In order to cover over their numerous human rights abuses and apartheid policies, Israel has begun to market itself to the LGBTQ community as a liberal safe haven for gays amid a supposedly violent and homophobic ocean of Arab and Islamic countries.

Israel would like to justify its war crimes by pointing to the oppression of LGBT people in other Middle Eastern countries--as if the Middle East was the only region to deny LGBT safety and equality.

Recently in New York City, a propaganda/fundraising party was organized by the gay division of the racist Jewish National Fund--a large landowner in Israel that refuses to sell land to non-Jews--as way to build "ties" between Israel and the gay community of New York.

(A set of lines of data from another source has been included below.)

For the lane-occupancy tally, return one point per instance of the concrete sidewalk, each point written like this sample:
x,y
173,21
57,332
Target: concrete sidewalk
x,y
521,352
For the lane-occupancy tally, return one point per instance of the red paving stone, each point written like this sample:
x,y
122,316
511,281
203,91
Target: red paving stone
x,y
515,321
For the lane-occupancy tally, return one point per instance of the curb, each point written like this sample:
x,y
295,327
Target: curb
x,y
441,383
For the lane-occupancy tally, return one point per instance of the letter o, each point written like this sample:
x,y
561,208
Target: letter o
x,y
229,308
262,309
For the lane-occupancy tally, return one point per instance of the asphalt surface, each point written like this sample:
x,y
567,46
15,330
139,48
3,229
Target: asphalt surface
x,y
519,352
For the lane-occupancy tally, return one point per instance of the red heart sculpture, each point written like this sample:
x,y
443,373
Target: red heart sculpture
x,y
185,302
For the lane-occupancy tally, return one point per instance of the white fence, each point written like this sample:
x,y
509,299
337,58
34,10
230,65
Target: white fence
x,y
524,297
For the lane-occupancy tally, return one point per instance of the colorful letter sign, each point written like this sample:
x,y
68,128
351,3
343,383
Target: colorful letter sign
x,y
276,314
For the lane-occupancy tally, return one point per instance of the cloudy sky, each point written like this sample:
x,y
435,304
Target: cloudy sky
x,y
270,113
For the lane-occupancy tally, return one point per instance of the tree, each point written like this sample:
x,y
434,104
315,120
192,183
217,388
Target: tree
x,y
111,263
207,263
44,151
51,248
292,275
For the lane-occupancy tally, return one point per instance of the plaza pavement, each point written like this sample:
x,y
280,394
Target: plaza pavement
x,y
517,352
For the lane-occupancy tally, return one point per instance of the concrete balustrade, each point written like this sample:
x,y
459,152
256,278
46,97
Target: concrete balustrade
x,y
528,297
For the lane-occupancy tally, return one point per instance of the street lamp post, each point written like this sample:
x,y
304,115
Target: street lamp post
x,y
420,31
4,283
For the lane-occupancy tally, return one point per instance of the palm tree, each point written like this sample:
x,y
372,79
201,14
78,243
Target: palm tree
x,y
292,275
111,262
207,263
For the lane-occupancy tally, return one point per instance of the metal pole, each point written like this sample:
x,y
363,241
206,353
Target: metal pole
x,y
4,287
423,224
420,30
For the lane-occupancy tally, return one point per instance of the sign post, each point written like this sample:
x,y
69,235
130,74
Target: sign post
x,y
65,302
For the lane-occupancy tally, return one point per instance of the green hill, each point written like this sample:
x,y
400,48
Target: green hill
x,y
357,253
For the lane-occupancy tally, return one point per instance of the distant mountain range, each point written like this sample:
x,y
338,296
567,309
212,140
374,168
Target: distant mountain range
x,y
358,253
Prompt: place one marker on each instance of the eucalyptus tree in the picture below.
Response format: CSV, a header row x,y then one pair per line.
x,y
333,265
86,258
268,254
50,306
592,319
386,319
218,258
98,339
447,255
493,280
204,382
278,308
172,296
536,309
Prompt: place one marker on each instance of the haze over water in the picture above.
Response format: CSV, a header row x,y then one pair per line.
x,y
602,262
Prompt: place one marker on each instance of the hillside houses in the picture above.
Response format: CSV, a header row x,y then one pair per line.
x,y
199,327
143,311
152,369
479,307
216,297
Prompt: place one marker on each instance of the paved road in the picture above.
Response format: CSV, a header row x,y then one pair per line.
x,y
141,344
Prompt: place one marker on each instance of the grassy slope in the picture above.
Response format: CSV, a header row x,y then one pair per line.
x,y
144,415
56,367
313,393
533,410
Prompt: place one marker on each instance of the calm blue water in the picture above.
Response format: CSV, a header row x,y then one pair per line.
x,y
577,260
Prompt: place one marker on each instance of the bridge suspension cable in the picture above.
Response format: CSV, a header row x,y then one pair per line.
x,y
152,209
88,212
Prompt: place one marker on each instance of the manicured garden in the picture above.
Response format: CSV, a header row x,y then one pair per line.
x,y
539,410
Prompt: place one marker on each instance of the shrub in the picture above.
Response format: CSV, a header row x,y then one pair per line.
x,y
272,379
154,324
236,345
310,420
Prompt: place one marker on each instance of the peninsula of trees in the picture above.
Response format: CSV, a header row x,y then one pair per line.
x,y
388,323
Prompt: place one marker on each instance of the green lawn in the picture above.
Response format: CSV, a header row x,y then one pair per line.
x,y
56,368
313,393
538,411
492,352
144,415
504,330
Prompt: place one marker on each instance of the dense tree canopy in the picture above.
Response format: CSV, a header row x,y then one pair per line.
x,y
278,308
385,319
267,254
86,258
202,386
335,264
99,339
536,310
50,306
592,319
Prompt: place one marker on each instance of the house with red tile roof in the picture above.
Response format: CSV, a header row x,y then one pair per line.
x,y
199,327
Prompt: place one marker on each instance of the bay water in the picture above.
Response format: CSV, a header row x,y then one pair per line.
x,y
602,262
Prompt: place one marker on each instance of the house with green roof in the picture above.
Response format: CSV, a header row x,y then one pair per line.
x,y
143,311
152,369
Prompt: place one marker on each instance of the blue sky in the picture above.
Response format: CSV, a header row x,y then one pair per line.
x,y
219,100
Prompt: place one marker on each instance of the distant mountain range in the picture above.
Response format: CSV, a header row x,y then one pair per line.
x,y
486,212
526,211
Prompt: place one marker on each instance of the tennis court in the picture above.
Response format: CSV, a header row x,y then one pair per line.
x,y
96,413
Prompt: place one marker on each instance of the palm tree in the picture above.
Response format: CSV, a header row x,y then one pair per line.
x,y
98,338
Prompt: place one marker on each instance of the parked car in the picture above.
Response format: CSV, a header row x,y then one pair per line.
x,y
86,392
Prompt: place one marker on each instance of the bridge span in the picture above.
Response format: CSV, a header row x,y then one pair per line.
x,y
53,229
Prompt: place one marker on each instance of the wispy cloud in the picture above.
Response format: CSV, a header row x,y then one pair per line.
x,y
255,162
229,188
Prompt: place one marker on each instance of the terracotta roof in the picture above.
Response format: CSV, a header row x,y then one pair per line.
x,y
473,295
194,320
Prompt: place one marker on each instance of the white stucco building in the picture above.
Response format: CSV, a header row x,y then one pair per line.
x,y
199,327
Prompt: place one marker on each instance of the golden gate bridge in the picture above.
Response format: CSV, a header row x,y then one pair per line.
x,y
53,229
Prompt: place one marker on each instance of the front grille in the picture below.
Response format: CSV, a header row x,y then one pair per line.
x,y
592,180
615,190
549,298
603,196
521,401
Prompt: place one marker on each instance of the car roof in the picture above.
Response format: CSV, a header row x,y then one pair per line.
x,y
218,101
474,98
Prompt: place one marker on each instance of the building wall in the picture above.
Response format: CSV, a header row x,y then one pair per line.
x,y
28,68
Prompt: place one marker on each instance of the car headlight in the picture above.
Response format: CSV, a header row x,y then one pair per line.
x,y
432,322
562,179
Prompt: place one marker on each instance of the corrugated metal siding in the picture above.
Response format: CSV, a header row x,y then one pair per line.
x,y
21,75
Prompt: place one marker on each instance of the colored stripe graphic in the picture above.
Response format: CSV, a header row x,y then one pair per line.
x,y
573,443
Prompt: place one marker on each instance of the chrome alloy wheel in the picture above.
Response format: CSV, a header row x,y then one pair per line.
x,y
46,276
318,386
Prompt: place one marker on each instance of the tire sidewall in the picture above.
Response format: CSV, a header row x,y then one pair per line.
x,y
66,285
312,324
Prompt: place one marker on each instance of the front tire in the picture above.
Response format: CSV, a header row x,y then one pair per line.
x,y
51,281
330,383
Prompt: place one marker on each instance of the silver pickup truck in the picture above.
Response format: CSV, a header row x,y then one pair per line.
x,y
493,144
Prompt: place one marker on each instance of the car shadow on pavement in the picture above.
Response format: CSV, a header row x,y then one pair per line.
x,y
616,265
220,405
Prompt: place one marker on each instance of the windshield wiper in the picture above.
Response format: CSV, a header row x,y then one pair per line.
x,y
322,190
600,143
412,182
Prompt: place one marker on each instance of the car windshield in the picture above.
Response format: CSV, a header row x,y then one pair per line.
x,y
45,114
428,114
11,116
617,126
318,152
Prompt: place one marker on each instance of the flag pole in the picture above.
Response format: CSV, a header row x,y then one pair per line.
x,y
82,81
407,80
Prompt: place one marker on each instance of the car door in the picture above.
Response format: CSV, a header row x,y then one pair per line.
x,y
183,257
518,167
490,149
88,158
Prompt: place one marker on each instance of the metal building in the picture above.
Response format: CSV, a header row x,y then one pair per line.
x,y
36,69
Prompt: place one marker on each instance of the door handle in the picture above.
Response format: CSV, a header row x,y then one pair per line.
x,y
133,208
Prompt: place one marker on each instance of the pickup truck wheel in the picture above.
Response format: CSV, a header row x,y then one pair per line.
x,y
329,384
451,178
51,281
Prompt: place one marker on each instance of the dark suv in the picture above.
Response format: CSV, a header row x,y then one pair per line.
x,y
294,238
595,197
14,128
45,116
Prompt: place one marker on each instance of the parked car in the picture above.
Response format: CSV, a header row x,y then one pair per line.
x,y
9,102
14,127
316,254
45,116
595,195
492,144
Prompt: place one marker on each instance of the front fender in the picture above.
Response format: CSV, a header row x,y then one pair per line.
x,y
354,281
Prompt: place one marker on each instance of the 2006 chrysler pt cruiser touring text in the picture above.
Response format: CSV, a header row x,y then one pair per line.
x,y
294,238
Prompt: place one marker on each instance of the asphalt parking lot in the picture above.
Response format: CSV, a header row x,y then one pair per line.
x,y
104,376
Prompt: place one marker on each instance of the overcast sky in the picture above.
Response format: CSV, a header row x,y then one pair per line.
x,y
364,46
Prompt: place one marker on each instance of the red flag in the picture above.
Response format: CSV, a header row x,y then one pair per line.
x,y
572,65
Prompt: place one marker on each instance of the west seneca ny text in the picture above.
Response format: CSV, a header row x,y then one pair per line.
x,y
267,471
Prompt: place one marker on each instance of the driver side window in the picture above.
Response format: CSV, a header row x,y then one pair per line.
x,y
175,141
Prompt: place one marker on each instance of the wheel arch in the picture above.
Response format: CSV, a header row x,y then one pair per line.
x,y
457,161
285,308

To the frustration of the Israeli government, queers across the world have rejected this pinkwash within the Middle East and in Europe, Canada and the U.S. From Beirut to Jerusalem and now in New York City, LGBTQ activists have demanded human rights for all--whether they are gay, straight, Arab or Jew.

In the Middle East, gay rights groups such as HELEM in Lebanon and ASWAT and Al-QAWS in Jerusalem have spearheaded campaigns against Israel's pinkwashing, highlighting the fact that there is no "pink door" for Palestinian queers in Israel's apartheid wall.

LGBTQ Palestinian and Arab groups have called for boycott, divestment and sanctions against Israel until it ends its apartheid policies and complies with international law. In June 2010, gay pride organizers in Madrid, Spain, banned a float sponsored by the city of Tel Aviv after the Israeli military murdered peaceful activists on the Gaza Freedom Flotilla.

Organizers stated, "After this attack and taking into account that there has been no condemnation on the part of the mayor of Tel Aviv, we decided not to allow the float to participate. We see nothing wrong with Israeli organizations which are clearly in defense of human rights, taking part privately in gay pride."

In Toronto, Canada Pro-Palestinian Queers have faced a battle to march under the Queers Against Israeli Apartheid banner, with the Toronto's mayor threatening to suspend funding from the parade if the organization is allowed to march. Now here in New York City, LGBTQ social justice activists haven taken up the QAIA banner, demanding their right to free speech and freedom for Palestinians whether they're gay or straight.

QAIA activists and supporters are gearing up to march in the million-strong New York City Pride Parade on June 26 in Manhattan to show the world that there is no pride in occupation and apartheid.